In cancer of the vulva, lymphography is advisable to determine the condition of the external iliac lymph nodes. To identify the state of the surrounding organs, cystoscopy, excretory urography, rectoromanoscopy, and chest x-rays are used.
The prognosis for vulvar cancer depends on how timely the treatment was started and how correctly it was carried out.
Prevention is based on the timely detection and adequate treatment of the background and precancerous processes of the vulva.
Vaginal cancer can be primary and metastatic (secondary). Among all malignant diseases of the genital organs in women, primary vaginal cancer is 1-2%, can occur at any age, but mostly develops in 50-60 years.
In most cases, vaginal cancer is metastatic, it is a consequence of the transition of the malignant process from the cervix and uterus to the walls of the vagina. Primary vaginal cancer most often affects its posterior wall, especially in the posterior fornix, then the side walls and, least of all, the anterior. Metastatic cancer affects the vagina in the arches and lower third.
There is an exophytic form of growth, when the tumor is represented by papillary growths that look like cauliflower protruding above the vaginal walls, and the endophytic form, when the tumor process from the very beginning grows into the underlying tissues, infiltrating them.
According to the histological structure, cancer of the vagina is almost always flat-cell with a tendency to keratinization and very rarely adenocarcinoma (if the cancer of the vagina arises from the remnants of Hartner’s moves into the vagina).
The risk group for the development of vaginal cancer includes women aged 50-60 years, with chronic irritations due to the wearing of pessaries, loss of the uterus and vagina infected with HSV 2, PVI, as well as with cervical cancer and radiation in history. Classification of vaginal cancer:
Stage 0 – preinvasive carcinoma (synonyms: Ca in situ, intra-epithelial cancer);
Stage I – a tumor with a diameter up to 2 cm, grows no deeper than the mucous membrane, regional metastases are not detected;
Stage II – a tumor with a diameter of more than 2 cm with the same depth of invasion or a tumor of the same or smaller size with paravaginal infiltration that does not extend to the pelvic walls; regional metastases are not detected;
Stage III – a tumor of any size with paravaginal infiltration extending to the walls of the pelvis, with mobile regional metastases;
Stage IV – a tumor of any size, grows into adjacent organs (mucous membrane of the urethra, bladder, rectum) and tissue (perineum, pelvic bones) with fixed regional metastases or distant metastases.
Clinical symptoms and diagnosis. In the early stages, vaginal cancer is asymptomatic. In the subsequent whites appear, spontaneous or contact blood-like discharge from the genital tract.

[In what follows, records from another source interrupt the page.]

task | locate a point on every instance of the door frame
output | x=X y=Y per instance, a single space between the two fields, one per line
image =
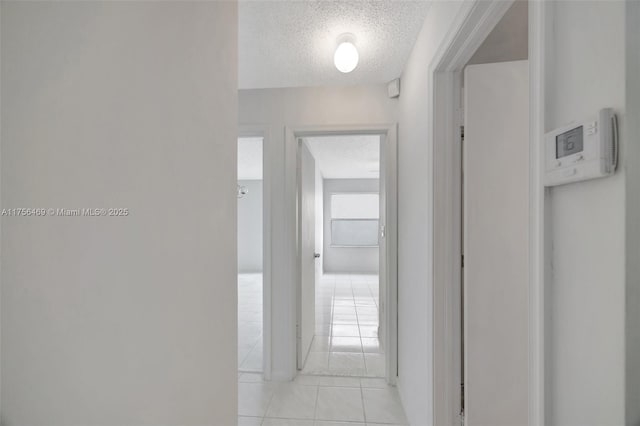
x=473 y=23
x=388 y=133
x=264 y=132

As the tumor grows and collapses, pains in the pubis, sacrum and groin areas join, functions of adjacent organs are disturbed (frequent urination appears, difficulty defecation), later white or blue edema of the lower extremities develops.
Diagnosis of vaginal cancer in clinically obvious cases does not cause difficulties. During the inspection of the vagina in case of suspicion of cancer, it is advisable to use spoon-shaped mirrors that allow you to carefully inspect the walls of the vagina. On examination, a dense, hilly formation with the infiltration of surrounding tissues, having the shape of a knot, or a bleeding ulcer with dense jagged edges and a hard bottom can be detected.

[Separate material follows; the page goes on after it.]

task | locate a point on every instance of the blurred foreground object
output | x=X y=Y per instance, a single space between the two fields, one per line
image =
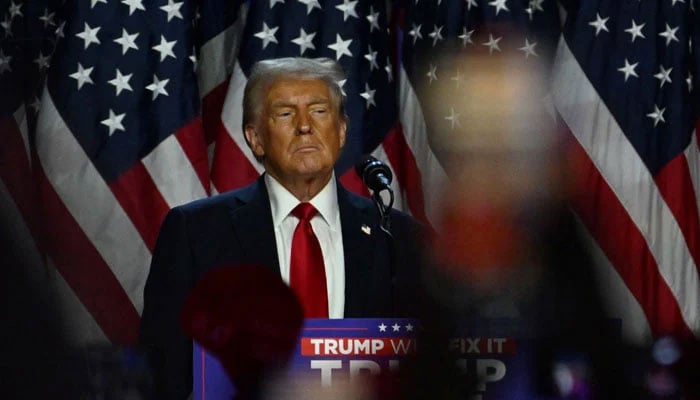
x=249 y=318
x=507 y=247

Cytological examination of discharge from the tumor site or ulcer, biopsy, followed by histological examination of a piece of tissue plays a crucial role in establishing the diagnosis, especially in dysplasia and pre-invasive cancer. They can be suspected with colposcopy. To clarify the prevalence of the process and the state of the surrounding organs, cystoscopy, excretory urography, radionuclide renography, rectoromanoscopy, radionuclide lymphography, and chest x-rays are used.
To exclude a metastatic tumor, an ultrasound of the pelvic organs, separate diagnostic curettage of the mucous membrane of the cervix and the walls of the uterus, examination of the mammary glands, according to the indications hysteroscopy.